This document is relevant for: Inf1

Neuron Plugin for TensorBoard (Inf1)#

Overview #

This guide is for developers who want to better understand how their model is executed using Neuron SDK through TensorBoard.

The Neuron plugin for TensorBoard provides metrics to the performance of machine learning tasks accelerated using the Neuron SDK. It is compatible with TensorBoard versions 1.15 and higher. It provides visualizations and profiling results for graphs executed on NeuronCores.

Note

The following information is compatible with Neuron SDK for Inf1. For a walkthrough on the latest version, please check out the guide Neuron Plugin for TensorBoard (Trn1).

Note

Graph visualization is currently only supported for TensorFlow-Neuron. Support for MXNet-Neuron and PyTorch-Neuron visualization will be added in a future release.

Compile the neural network #

Refer to the following guides on how to compile a graph using Neuron SDK.

TensorFlow-Neuron
- Running ResNet50 on Inferentia
PyTorch-Neuron:
- “Compile model for Neuron” in PyTorch-Neuron Resnet50 Tutorial
MXNet-Neuron:
- Running Neuron Apache MXNet ResNet50 on Inferentia

Enable profiling #

In this step, we enable Neuron profile data collection and collect results from executing an inference.

4.1. To start profiling the neural network and collect inference traces, create a directory where profile data will be dumped and set the NEURON_PROFILE environment variable. In this example, we will assume this directory is $HOME/profile

mkdir -p $HOME/profile
export NEURON_PROFILE=$HOME/profile

4.2. Ensure Neuron Tools are executable by setting the PATH environment variable.

export PATH=/opt/aws/neuron/bin:$PATH

4.3. Execute inference!

Note

Please run the inference script outside of Jupyter notebook.
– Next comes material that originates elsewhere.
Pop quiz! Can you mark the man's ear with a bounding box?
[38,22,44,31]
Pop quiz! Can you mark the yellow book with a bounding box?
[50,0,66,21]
Profiling in Jupyter notebook is not supported at this time.

Note

Please ensure the inference script executes only one inference, as profiling results are currently only supported for a single inference.

For more info on how to execute inference, refer to the following guides:

TensorFlow-Neuron
- Running ResNet50 on Inferentia
PyTorch-Neuron
- “Run inference on Single Core” in ResNet50 model for Inferentia
MXNet-Neuron
- Running Neuron Apache MXNet ResNet50 on Inferentia

4.4. Check if profiling results were successfully saved. In the directory pointed to by NEURON_PROFILE environment variable set in Step 4.1, there should be at least two files, one with the .neff extension and one with the .ntff extension. For TensorFlow-Neuron users, the graph file (.pb) will also be in this directory.

ls $NEURON_PROFILE

Launch TensorBoard #

In this step, we will process the Neuron profile data and launch TensorBoard.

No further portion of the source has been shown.